日産自動車における全社的なリスク管理の取り組みは、同社が1990年代後半に見舞われた深刻な経営危機からの再生のプロセスと深く関係している。経営危機からの復活を遂げた後の次なる中期計画としては「持続性ある成長」を目指すこととなるが、そのためには効率性を追求するだけではない、いわば「足腰を鍛える」といった備えが必要となる。そのような環境変化に対応すべく、全社的に経営を巻き込んで取り組んだ初めてのケースが地震対策であった。この提案が経営に承認されるまでは丸3年の時間を要したが、これによって、(リターンが必ずしも明確ではない)リスク対策のための投資が初めて認められたという、同社にとって画期的な事例となった。
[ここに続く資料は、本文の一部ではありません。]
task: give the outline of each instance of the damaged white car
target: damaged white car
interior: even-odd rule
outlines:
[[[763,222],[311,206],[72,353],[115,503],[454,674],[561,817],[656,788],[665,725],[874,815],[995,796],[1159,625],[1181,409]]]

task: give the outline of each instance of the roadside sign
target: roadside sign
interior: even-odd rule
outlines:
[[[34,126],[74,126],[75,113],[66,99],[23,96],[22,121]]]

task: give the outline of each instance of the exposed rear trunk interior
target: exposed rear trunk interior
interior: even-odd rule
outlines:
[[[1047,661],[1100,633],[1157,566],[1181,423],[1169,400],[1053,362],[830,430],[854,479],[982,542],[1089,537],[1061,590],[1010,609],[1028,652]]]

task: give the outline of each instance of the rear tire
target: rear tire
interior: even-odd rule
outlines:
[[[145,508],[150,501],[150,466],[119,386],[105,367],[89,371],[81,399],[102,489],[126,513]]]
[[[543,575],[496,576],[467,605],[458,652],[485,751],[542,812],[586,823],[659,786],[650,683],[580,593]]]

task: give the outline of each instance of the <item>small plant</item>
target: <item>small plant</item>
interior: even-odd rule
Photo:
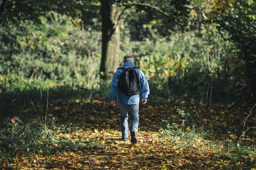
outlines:
[[[89,141],[88,147],[90,148],[98,150],[101,148],[103,144],[103,140],[100,139],[94,139]]]
[[[164,139],[181,146],[189,147],[207,136],[205,131],[193,124],[190,114],[179,109],[177,111],[180,117],[172,115],[170,120],[162,121],[166,126],[166,129],[160,130]]]

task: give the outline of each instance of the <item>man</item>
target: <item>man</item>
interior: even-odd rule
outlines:
[[[123,62],[124,64],[123,67],[119,68],[113,77],[109,98],[111,100],[111,105],[114,107],[116,106],[116,95],[117,93],[117,102],[120,112],[120,125],[123,140],[126,141],[128,138],[129,128],[127,120],[129,112],[131,121],[130,127],[131,142],[132,144],[136,144],[137,143],[137,134],[139,122],[140,95],[138,94],[131,96],[127,95],[124,94],[120,90],[120,88],[118,88],[120,76],[123,72],[124,71],[124,69],[135,66],[133,56],[132,55],[126,55],[124,57]],[[148,96],[149,94],[148,84],[142,71],[138,68],[134,68],[134,70],[137,72],[140,81],[142,97],[142,104],[145,104],[147,103]]]

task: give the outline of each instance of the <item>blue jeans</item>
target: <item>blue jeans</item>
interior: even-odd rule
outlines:
[[[135,105],[123,105],[119,103],[120,109],[120,126],[122,132],[122,138],[128,137],[128,112],[131,119],[130,131],[138,131],[139,125],[139,104]]]

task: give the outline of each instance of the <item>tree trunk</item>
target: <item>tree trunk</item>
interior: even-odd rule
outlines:
[[[119,19],[122,8],[112,2],[101,1],[102,47],[100,72],[101,77],[103,78],[116,71],[119,61]]]

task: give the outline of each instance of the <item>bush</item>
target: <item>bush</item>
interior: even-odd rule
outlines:
[[[166,124],[166,129],[161,129],[160,131],[164,140],[180,147],[190,147],[207,137],[206,132],[192,124],[189,114],[179,109],[177,111],[180,118],[172,115],[171,120],[162,121]]]

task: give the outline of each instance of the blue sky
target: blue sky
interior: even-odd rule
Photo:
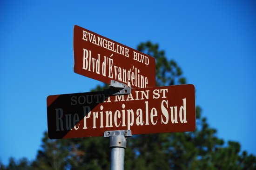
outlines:
[[[101,84],[73,71],[74,25],[133,48],[159,44],[195,86],[196,104],[218,137],[256,155],[255,1],[1,0],[0,20],[4,164],[35,158],[48,95]]]

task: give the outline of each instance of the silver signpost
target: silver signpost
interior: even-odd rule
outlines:
[[[132,136],[130,130],[106,131],[104,138],[109,138],[110,170],[124,170],[124,151],[126,139]]]

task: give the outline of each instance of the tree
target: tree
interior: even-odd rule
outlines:
[[[158,45],[141,43],[138,50],[156,59],[157,86],[186,83],[181,68],[168,60]],[[107,88],[98,86],[93,91]],[[209,127],[202,109],[196,107],[194,132],[134,135],[128,139],[125,151],[126,170],[256,170],[256,158],[242,153],[237,142],[224,141]],[[25,161],[27,169],[107,170],[109,169],[108,140],[102,137],[50,140],[46,132],[41,149],[32,163]],[[11,160],[0,170],[22,169],[20,161]]]

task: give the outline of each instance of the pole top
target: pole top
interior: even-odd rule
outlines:
[[[113,136],[123,136],[125,137],[132,136],[131,130],[122,130],[119,131],[107,131],[104,133],[104,138],[109,138]]]

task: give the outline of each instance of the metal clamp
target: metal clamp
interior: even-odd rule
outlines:
[[[110,81],[109,87],[109,88],[104,90],[104,94],[109,96],[128,94],[132,91],[132,88],[128,88],[126,84],[114,80]]]
[[[126,148],[126,138],[130,136],[132,136],[130,130],[106,131],[104,133],[104,138],[109,138],[110,148]]]

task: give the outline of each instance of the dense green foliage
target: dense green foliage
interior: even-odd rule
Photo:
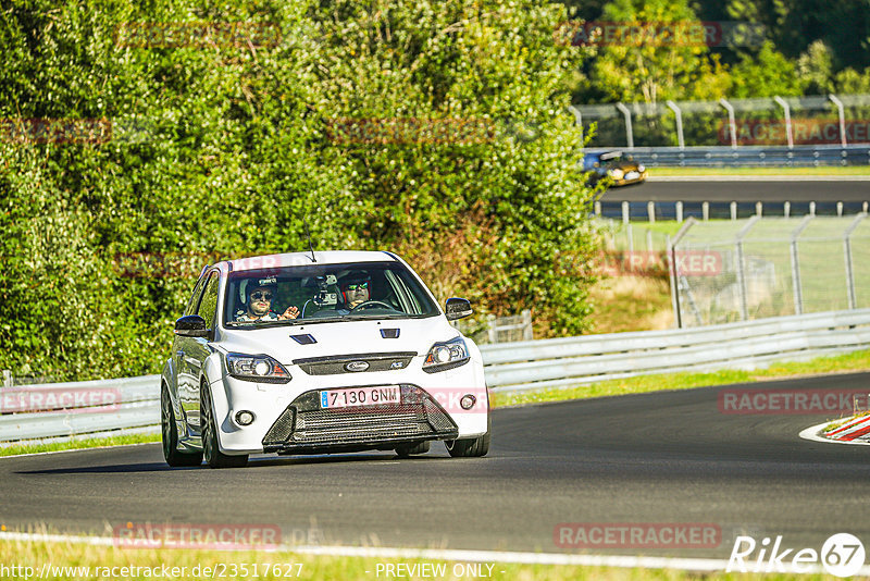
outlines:
[[[532,0],[4,4],[0,119],[112,133],[0,140],[0,368],[157,372],[199,268],[300,250],[303,218],[319,249],[398,250],[442,299],[581,332],[588,274],[552,268],[594,243],[566,111],[581,54],[551,35],[564,18]],[[130,23],[178,22],[281,40],[123,41]],[[365,119],[422,128],[340,138]],[[444,120],[484,129],[426,133]]]

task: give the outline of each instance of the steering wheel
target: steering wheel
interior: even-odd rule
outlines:
[[[387,305],[386,302],[382,302],[380,300],[366,300],[365,302],[360,302],[359,305],[357,305],[356,307],[350,309],[350,312],[353,312],[353,311],[357,311],[357,310],[360,310],[360,311],[361,310],[365,310],[365,309],[371,308],[371,307],[385,307],[385,308],[387,308],[387,309],[389,309],[391,311],[396,310],[395,307],[393,307],[390,305]]]

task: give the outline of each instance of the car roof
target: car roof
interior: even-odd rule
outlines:
[[[282,255],[264,255],[233,260],[224,260],[215,264],[222,272],[241,272],[284,267],[307,267],[310,264],[343,264],[347,262],[398,262],[398,257],[384,250],[323,250],[311,252],[285,252]]]

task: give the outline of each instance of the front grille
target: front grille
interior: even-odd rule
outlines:
[[[339,373],[364,373],[368,371],[394,371],[406,369],[414,351],[399,353],[368,353],[358,355],[343,355],[336,357],[307,357],[295,359],[294,363],[309,375],[337,375]],[[365,362],[363,370],[348,369],[348,363]]]
[[[456,436],[453,421],[423,390],[401,385],[401,404],[321,409],[319,392],[307,392],[278,417],[263,438],[263,448],[270,452]]]

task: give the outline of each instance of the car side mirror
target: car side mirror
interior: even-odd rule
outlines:
[[[181,337],[208,337],[206,319],[199,314],[188,314],[175,321],[175,334]]]
[[[452,297],[448,298],[444,305],[444,313],[447,316],[448,321],[456,321],[462,319],[474,312],[471,309],[471,302],[464,298]]]

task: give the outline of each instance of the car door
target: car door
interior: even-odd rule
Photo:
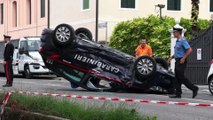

その後、国内外で様々なインシデントを経験したが、それらを教訓に一つ一つ経験を積み重ねていったことで、同社の取り組みを単なる地震対策からBCP/BCMと言えるレベルにまで引き上げることができた。

2011年3月の東日本大震災は同社に対しても多大な影響を与えたが、これまでの取り組みが功を奏してその影響を最小限にとどめることができた。一方で、津波のリスクや、南海トラフ3連動地震といった、より厳しく見直された新たな被害想定、2次3次以降のサプライヤーも含めたサプライチェーン全体の管理の必要性など、当時は想定していなかった新たな課題も明らかとなった。BCP/BCMのさらなる強化を図るため、南海トラフ3連動地震や津波を前提条件に入れたシミュレーション訓練の実施や、生産部門での耐震補強の継続的実施、災害時のロジスティクス対応強化等を図った。また、サプライチェーンを見える化(サプライヤー情報のデータベース化)して迅速な初動対応に活用するほか、自己診断チェックリストを展開するなどしてサプライヤーとWin-Winの関係になれるよう工夫している。

また、2011年度には次なる新たな中期計画もスタートしたが、その達成のためには、リスク管理の取り組みの対象範囲もグローバルに広げていかなければならない。現在、中期計画の達成をより確実にするために、新たに顕在化している諸課題についてもグローバルに取り組みを進めているところである。

同社では、全社的なリスク管理活動の強化を通じて同社の持続性ある成長をサポートし、様々なステークホルダーに対する経営者としての責任を果たすと共に、企業価値を向上させることも目指している。